Courtney Hofmeyer, a district technology staff member, briefed the Blue Ridge Unified School District governing board on efforts to teach AI literacy, identify risks such as plagiarism, bias and student data privacy, and prepare a fall policy and classroom practices.
Hofmeyer described school efforts to train K–12 teachers on tools including generative models and to work with local higher-education partners on bridging skills. The board unanimously approved an out-of-state, all-expenses-paid trip for Hofmeyer to attend a conference in Chicago hosted by the International Society for Technology in Education (ISTE) and ASCD (Association for Supervision and Curriculum Development).
Why it matters: District leaders said AI is already affecting instruction and that teachers need guidance on detection, prevention, ethical use and privacy protections.

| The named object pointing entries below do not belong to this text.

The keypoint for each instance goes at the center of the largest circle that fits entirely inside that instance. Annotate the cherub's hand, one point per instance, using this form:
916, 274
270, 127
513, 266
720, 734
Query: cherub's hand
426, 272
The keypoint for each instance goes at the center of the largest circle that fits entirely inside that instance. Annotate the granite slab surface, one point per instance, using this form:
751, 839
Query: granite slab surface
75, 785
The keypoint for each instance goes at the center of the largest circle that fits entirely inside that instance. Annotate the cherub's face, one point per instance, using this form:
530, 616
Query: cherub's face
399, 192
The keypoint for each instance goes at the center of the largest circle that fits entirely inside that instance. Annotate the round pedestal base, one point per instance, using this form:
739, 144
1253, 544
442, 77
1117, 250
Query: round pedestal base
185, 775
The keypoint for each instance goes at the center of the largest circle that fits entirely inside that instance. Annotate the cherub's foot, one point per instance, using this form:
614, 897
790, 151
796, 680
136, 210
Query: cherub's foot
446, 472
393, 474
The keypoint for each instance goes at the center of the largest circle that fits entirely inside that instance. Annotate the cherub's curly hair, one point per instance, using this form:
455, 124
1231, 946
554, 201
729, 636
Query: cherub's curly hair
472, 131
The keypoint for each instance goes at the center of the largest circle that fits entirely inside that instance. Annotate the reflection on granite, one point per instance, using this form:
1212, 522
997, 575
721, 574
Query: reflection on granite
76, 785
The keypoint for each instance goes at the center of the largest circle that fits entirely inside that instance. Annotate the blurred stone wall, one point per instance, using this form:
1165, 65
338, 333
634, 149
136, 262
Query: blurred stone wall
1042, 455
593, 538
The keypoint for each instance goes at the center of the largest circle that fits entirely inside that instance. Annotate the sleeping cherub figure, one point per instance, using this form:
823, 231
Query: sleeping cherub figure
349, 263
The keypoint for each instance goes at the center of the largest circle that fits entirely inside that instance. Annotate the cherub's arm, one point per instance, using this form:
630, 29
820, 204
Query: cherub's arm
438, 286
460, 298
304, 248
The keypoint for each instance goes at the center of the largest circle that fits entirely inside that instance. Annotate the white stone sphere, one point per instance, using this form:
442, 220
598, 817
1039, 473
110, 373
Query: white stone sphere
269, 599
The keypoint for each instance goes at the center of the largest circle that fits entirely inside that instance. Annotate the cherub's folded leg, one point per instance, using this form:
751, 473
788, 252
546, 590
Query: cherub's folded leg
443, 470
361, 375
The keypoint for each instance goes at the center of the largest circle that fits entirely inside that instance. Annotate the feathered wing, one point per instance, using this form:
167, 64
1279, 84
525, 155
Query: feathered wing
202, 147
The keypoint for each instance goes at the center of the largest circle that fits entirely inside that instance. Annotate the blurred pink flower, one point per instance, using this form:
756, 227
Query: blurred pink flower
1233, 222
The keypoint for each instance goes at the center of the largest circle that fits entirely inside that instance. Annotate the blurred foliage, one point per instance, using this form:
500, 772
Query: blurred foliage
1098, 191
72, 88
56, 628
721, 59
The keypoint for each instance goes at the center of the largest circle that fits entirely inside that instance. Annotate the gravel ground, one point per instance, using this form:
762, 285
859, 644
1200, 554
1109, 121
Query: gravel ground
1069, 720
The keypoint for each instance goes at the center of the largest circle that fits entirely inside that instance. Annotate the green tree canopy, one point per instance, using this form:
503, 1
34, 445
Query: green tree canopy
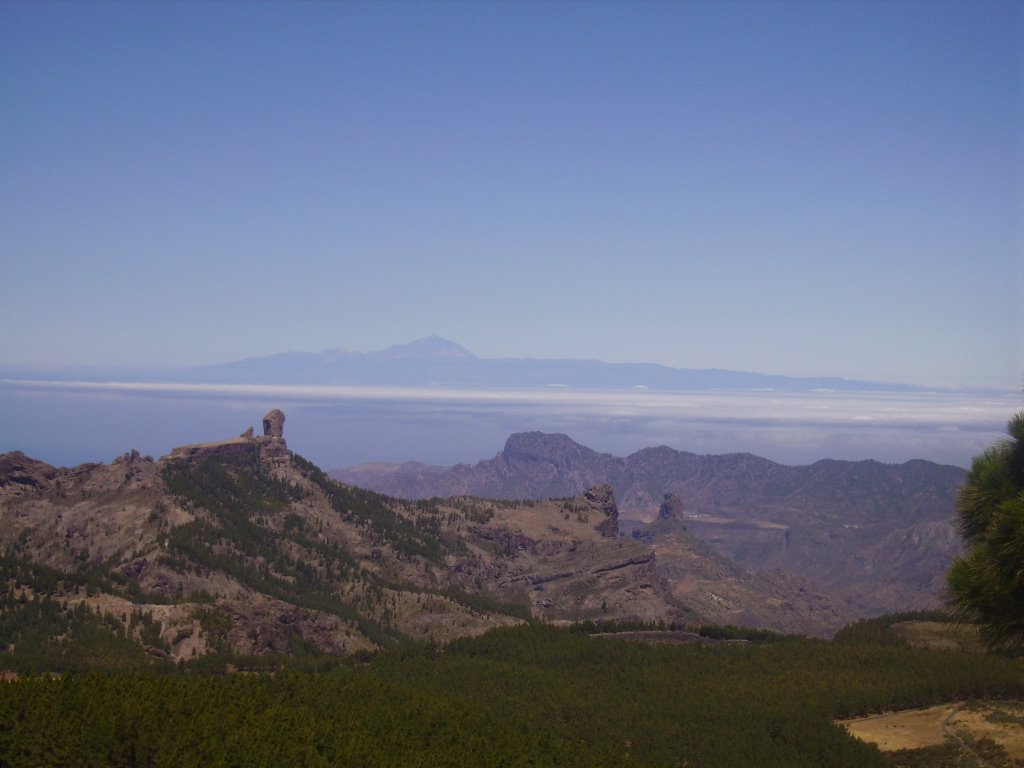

The board heard that the district aims to incorporate an AI policy into its acceptable use procedures in the fall.
What the board heard: Hofmeyer and district staff emphasized multiple concerns around AI: plagiarism and detection limits, bias and misinformation in AI outputs, inequitable access to tools for students, data privacy governed by federal laws and the financial and environmental costs of AI infrastructure. Hofmeyer told the board the district is exploring both cloud-based and localized approaches, including on-device neural processing units that can run AI tasks locally to reduce data sharing.
Dr. Wright described the district’s intent to present a recommended policy in the fall and said the district will adapt the policy as tools and detection practices evolve. The board approved the travel request with no district cost; conference expenses will be paid by the convening organizations.
Direct quote: Courtney Hofmeyer said, “AI literacy is a little bit different because it does talk a little bit more about critically evaluating different platforms and modes of information that they're getting.”
Ending: The district will continue staff training this semester and return to the board with a proposed AI policy and classroom practices in the fall, according to administrators.